However, our network takes about 4 times longer to train as compared to the original models (CondenseNet or CondenseNetV2). This is due to the following two reasons. First, we concatenate the output feature maps through the composite function from one path to the other. This process requires intensive computational resources while the original network does not due to the absence of the process. Second, the computational cost increases in the process of splitting the input feature maps and concatenating the output feature maps.

6. Conclusions

This paper has dealt with the effects of multiple paths and randomly selected dilated convolutions on lightweight deep networks. Our proposed network has multiple paths, and the diversity is enhanced by adding a ResNet in front of one path. We concatenate the output feature maps through the composite function from one path to the other. This helps to produce rich feature maps and is more suitable for parallelization than other models. The architecture of the proposed network is modularized and can be expanded by increasing or decreasing the number of paths. By adding RSDC instead of the

3 \times 3

standard convolution, we obtain the effect of a large receptive field and improve the result. We compared our network with various SOTA networks and demonstrated better results (more than half the number of FLOPs and parameters, but similar classification error) on the CIFAR10/100 dataset.

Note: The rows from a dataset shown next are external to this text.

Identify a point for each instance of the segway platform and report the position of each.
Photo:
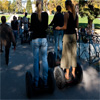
(61, 82)
(30, 87)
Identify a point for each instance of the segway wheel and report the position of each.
(59, 77)
(28, 84)
(78, 74)
(51, 81)
(51, 60)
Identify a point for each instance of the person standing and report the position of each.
(69, 57)
(58, 20)
(15, 28)
(25, 22)
(39, 24)
(6, 36)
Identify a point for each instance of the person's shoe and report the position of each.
(46, 86)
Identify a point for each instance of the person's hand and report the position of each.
(57, 28)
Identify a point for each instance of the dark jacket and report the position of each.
(39, 27)
(6, 35)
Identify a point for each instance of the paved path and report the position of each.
(12, 78)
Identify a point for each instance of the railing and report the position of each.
(88, 47)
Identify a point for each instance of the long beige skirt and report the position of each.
(69, 57)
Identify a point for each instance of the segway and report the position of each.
(61, 82)
(30, 87)
(51, 60)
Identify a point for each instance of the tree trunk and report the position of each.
(90, 25)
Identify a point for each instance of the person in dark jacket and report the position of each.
(69, 40)
(39, 24)
(58, 20)
(6, 36)
(15, 27)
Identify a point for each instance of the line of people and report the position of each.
(64, 29)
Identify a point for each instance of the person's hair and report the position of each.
(69, 3)
(58, 8)
(26, 14)
(3, 19)
(39, 8)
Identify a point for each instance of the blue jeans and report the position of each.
(39, 46)
(58, 36)
(15, 32)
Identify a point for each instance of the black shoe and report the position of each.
(46, 86)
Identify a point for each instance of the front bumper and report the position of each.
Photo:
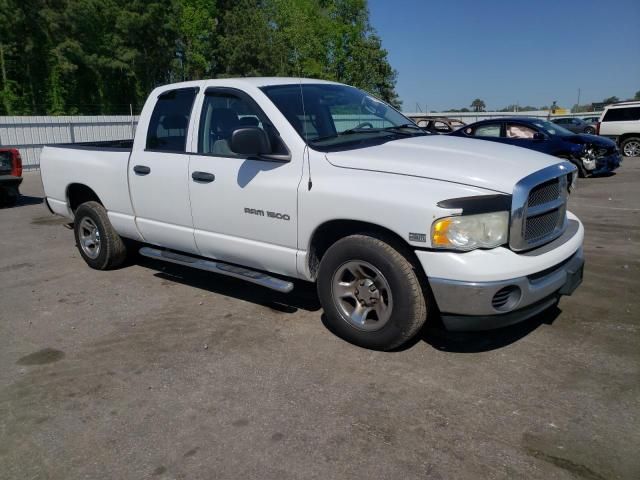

In the future, we plan to apply multiple paths and RSDC to models other than DenseNet-based networks. Moreover, we need to train on datasets with larger input images, such as ImageNet [45]. It is expected that this will allow us to achieve meaningful results applying the large kernel size of RSDC.

Author Contributions

Conceptualization, S.P.; methodology, S.P.; software, S.P.; validation, S.P.; formal analysis, S.P.; investigation, S.P.; resources, S.P.; data curation, S.P.; writing—original draft preparation, S.P.; writing—review and editing, S.P. and D.E.C.; visualization, S.P.; supervision, D.E.C.; project administration, S.P.; funding acquisition, D.E.C. All authors have read and agreed to the published version of the manuscript.

Funding

This work has been supported by the NRF grant funded by the Korean government (MSIT) (2021R1A2C2010585), by IITP (2021-0-00590, Decentralized High-Performance Consensus for Large-Scale Blockchains), and by the BK21 FOUR program.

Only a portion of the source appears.